Japan’s Nikkei gained 0.5 per cent, rebounding from Tuesday’s two-week closing low, while Chinese blue chips jumped 0.86 per cent and Hong Kong’s Hang Seng gained 0.76 per cent, according to Reuters.

“Hong Kong and Chinese shares have recovered around a third of yesterday’s losses because of relief that there was no major confrontation overnight,” Steven Leung, executive director for institutional sales at UOB Kay Hian in Hong Kong, told Reuters.

“However investors are going to remain nervous due to the military exercises planned for after Ms Pelosi’s departure.”

A trio of Fed policymakers signalled on Tuesday that there would be no let-up in the tightening campaign aimed at taming the highest inflation since the 1980s, even though it will take rates to a level that will more significantly curb economic activity.
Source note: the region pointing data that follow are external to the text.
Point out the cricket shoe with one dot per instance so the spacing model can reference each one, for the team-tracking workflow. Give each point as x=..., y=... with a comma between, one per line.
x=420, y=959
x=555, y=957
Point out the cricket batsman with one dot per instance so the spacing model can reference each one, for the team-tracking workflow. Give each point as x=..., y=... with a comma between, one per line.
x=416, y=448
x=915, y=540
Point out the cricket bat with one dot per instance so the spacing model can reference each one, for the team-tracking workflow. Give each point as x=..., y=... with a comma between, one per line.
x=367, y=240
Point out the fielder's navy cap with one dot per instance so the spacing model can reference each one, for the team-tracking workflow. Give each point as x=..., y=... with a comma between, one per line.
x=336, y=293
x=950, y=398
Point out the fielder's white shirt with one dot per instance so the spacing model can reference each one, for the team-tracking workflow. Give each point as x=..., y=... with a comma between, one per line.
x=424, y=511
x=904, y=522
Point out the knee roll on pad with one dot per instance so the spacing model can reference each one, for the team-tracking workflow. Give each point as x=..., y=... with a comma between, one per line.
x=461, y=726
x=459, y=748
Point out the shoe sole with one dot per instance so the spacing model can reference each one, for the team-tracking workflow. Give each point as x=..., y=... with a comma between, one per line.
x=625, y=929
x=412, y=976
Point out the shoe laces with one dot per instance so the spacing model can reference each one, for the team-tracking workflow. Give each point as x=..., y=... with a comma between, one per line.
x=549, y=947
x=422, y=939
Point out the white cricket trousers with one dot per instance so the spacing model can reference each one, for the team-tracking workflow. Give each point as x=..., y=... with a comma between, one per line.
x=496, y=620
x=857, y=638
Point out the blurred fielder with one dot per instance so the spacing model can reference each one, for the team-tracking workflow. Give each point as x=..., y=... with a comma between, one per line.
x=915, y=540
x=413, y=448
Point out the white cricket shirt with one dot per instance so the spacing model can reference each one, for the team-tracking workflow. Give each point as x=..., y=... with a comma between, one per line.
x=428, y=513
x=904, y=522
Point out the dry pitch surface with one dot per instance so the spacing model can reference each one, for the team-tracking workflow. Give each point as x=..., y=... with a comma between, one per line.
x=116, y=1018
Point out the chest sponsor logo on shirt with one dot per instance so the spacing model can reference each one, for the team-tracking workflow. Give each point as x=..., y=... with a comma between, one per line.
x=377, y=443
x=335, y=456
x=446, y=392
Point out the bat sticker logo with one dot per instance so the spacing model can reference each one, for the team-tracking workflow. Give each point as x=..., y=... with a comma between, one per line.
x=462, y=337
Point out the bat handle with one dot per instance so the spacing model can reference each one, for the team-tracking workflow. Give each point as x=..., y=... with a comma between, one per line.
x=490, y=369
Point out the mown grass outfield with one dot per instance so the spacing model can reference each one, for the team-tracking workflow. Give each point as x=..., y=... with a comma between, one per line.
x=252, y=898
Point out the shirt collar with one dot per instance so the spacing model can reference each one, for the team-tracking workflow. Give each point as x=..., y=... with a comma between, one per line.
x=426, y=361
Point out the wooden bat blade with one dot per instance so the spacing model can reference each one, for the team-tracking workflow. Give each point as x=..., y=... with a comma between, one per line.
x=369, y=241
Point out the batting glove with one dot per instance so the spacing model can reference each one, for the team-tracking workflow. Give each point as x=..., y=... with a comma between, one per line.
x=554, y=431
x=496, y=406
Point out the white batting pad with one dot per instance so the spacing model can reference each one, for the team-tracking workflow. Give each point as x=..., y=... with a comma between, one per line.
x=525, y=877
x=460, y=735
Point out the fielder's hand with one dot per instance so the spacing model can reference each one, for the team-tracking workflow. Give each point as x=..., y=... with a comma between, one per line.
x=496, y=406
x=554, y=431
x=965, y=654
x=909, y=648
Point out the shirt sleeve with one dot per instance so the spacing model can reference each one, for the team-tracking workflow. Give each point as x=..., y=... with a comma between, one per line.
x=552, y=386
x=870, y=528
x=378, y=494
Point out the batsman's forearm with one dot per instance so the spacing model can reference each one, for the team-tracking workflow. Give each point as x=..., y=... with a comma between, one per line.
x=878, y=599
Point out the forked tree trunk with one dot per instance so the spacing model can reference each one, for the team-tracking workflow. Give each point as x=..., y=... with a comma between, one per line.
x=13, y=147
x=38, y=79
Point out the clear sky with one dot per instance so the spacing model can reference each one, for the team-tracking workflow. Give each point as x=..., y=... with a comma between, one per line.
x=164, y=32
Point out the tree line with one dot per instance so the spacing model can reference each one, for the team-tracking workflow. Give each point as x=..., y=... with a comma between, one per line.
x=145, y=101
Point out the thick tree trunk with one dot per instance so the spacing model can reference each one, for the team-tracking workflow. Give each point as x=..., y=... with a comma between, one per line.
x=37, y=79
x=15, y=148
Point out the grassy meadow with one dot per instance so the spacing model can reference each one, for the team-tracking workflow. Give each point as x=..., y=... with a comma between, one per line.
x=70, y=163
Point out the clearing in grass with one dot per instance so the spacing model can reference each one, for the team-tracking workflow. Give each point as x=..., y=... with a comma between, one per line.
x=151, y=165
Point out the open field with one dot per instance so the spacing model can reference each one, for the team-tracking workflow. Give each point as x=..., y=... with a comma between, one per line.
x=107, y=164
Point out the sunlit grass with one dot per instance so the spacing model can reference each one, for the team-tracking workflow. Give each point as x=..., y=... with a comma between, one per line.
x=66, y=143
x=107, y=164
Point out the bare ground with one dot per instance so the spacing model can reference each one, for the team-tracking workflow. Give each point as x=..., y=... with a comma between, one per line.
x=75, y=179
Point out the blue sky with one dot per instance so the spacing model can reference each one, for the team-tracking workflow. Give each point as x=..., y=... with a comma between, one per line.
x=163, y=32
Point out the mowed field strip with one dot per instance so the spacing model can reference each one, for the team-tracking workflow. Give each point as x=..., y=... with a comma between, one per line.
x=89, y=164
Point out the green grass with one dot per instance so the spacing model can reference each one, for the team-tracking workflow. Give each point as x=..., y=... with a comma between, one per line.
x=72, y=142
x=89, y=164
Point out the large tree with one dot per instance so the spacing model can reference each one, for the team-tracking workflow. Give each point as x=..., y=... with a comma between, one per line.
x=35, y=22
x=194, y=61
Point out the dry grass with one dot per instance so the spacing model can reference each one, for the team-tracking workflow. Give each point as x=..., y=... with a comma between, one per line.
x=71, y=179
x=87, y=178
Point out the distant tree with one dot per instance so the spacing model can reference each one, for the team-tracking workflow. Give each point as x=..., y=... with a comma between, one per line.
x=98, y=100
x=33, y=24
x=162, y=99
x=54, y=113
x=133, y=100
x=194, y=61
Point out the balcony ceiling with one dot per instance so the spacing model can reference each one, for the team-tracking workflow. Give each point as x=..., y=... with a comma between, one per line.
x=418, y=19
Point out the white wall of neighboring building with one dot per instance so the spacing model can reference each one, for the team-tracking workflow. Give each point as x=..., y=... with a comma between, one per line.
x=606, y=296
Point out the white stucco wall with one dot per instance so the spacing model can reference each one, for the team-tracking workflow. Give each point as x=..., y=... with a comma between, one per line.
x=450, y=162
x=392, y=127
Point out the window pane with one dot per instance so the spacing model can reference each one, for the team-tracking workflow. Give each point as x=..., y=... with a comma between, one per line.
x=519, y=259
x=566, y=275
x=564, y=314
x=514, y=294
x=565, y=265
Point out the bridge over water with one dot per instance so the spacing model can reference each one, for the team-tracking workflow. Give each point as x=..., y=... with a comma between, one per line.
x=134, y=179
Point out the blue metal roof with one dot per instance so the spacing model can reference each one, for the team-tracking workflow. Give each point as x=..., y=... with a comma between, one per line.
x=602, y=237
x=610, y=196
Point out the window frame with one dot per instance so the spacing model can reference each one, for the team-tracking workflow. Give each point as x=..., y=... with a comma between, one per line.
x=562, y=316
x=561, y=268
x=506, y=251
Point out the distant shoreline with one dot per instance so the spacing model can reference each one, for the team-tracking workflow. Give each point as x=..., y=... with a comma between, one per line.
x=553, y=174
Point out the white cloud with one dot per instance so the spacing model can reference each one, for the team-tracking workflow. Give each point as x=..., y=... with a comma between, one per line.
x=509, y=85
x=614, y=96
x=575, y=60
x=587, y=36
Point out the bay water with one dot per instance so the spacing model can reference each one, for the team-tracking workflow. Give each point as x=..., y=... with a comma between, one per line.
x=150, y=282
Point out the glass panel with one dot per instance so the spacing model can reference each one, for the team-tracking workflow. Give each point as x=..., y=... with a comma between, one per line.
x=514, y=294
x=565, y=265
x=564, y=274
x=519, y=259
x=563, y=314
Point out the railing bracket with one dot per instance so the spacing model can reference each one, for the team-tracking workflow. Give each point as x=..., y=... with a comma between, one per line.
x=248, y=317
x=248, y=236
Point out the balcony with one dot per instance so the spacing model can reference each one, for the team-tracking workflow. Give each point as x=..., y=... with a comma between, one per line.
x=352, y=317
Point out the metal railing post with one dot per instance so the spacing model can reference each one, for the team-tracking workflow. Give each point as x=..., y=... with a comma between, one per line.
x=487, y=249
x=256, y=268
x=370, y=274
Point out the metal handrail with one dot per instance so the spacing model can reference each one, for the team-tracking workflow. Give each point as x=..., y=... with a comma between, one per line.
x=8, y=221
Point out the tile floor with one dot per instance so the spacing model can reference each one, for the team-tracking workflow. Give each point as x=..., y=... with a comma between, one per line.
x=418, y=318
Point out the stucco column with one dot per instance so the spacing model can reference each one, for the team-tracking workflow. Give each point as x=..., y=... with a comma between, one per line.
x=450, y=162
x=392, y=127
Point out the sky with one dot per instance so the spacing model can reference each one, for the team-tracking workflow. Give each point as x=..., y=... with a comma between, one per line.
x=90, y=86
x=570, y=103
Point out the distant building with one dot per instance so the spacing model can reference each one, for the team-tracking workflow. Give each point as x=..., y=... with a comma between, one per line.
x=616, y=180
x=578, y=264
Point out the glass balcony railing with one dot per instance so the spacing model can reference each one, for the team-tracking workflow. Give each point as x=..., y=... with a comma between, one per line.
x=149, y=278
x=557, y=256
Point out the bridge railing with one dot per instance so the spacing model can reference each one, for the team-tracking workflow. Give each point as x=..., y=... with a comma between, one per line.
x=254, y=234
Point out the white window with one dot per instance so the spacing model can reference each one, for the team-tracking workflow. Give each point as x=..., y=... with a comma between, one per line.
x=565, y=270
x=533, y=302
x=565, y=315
That pushed the dollar higher, but a fall in crude oil helped Indian stocks.

Oil prices fell about 1 per cent in early trade on Wednesday, reversing gains from the previous session ahead of a meeting OPEC producers on fears of a slowdown in global growth hitting fuel demand and a firmer dollar.

Indian shares were also helped by metal, energy and information technology stocks gains, as investors eye the central bank’s policy meeting outcome expected later this week.

Market participants will turn focus to the Reserve Bank of India’s (RBI) three-day monetary policy meeting which begins on Wednesday.

With inflation at multi-year highs, the RBI’s monetary policy committee is seen raising rates, though the views on the quantum of increase were split wide between 25 basis points and 50 basis points, a Reuters poll of economists showed.

“The upcoming RBI policy is expected to resonate the rate increase action taken by peer central bankers with the consensus between 35-50 bps hike getting acknowledged across the yield curve,” said Srikanth Subramanian, CEO-Designate at Kotak Cherry.

“Equity markets seem to have discounted a 35-50 bps rise and hence a corresponding rate hike may not result in a big shock specially on the back of good earnings and economic momentum,” he added.